Scoping Culture and Heritage Capital research
Funding Period: November 2021 – May 2022
Co-funded by: Arts and Humanities Research Council (AHRC) and the Department for Digital, Culture, Media & Sport (DCMS)
Project summary
This project responds to the ambition set by the DCMS Culture and Heritage Capital (CHC) Programme to develop a systematic approach through which culture and heritage can be valued. Delivered by a multidisciplinary team committed to inter- and transdisciplinary ways of working, this scoping study supports the articulation of a comprehensive and integrated set of evidence and guidance for the purpose of valuing culture and heritage assets in the context of decision making.
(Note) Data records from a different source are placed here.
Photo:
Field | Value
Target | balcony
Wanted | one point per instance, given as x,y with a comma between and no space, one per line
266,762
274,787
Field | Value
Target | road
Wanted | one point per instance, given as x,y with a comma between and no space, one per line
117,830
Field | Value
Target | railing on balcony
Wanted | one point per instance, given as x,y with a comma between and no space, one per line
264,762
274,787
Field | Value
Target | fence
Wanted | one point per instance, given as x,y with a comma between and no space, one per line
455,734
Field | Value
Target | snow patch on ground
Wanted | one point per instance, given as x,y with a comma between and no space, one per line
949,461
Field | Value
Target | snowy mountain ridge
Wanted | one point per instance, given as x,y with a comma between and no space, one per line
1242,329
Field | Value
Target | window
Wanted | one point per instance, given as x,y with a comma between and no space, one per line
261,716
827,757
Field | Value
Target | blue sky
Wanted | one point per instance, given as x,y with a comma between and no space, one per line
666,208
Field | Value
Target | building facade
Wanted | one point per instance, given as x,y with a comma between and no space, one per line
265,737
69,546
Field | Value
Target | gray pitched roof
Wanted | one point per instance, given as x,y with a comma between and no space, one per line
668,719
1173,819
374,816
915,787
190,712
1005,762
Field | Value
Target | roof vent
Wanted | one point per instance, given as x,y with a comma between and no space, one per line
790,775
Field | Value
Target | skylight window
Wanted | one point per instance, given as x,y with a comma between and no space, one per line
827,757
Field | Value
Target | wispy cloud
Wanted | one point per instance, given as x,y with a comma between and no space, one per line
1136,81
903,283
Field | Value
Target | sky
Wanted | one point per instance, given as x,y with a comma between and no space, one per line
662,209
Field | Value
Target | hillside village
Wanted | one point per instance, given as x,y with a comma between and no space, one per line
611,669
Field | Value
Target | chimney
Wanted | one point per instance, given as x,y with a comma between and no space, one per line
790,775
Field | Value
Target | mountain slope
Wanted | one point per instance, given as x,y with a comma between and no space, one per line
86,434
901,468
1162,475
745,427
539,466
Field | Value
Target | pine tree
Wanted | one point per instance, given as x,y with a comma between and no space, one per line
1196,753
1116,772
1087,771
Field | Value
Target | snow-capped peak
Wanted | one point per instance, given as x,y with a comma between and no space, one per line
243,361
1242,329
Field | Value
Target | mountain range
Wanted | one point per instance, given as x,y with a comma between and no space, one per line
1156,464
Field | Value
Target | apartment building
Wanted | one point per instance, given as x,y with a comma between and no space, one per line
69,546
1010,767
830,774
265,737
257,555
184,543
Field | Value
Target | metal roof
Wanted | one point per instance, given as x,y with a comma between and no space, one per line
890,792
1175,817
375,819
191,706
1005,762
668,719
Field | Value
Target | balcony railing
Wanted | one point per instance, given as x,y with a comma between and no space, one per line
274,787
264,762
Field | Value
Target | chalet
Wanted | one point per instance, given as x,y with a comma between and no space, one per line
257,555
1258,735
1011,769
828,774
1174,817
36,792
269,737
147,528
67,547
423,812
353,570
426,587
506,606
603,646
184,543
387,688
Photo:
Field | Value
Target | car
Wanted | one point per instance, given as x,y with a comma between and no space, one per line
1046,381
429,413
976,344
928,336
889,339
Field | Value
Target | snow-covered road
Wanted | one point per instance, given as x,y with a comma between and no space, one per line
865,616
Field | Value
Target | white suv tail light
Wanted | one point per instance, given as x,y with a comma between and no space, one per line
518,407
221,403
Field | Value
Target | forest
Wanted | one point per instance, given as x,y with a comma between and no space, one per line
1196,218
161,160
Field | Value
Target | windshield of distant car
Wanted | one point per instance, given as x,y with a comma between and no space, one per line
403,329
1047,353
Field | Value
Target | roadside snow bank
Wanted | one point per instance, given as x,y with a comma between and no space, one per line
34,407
The study will produce a report published on DCMS’s Culture and Heritage Capital portal outlining the work and methodology and presenting an operational agenda to support the implementation of the CHC framework, including a priority list of research areas to be further explored.
Project team
- Principal investigator: Dr Patrycja Kaszynska, Senior Research Fellow, UAL Social Design Institute
- Researcher: Dr Mafalda Dâmaso, UAL
- Co-investigator: Professor Patrizia Riganti, University of Glasgow
- Researcher: Dr Yang Wang, University of Glasgow
- Co-investigator: Professor Diane Coyle CBE FAcSS, University of Cambridge
- Co-investigator: Dr Sadie Watson, Museum of London Archaeology
- Co-investigator: Dr Emma Dwyer FSA MCIfA, Museum of London Archaeology
- Researcher: Dr Lara Gonzalez-Carretero, Museum of London Archaeology
- Researcher: Dr Rebecca Reynolds, Museum of London Archaeology
- Consultancy: Dr Ricky Lawton, consultancy Simetrica-Jacobs
Aims and objectives
The project aims to:
- Analyse theoretical developments concerning the concept of cultural capital and flesh out the CHC framework with a more comprehensive and research-grounded understanding of the typologies of the assets, flows of services, and associated cultural and economic values.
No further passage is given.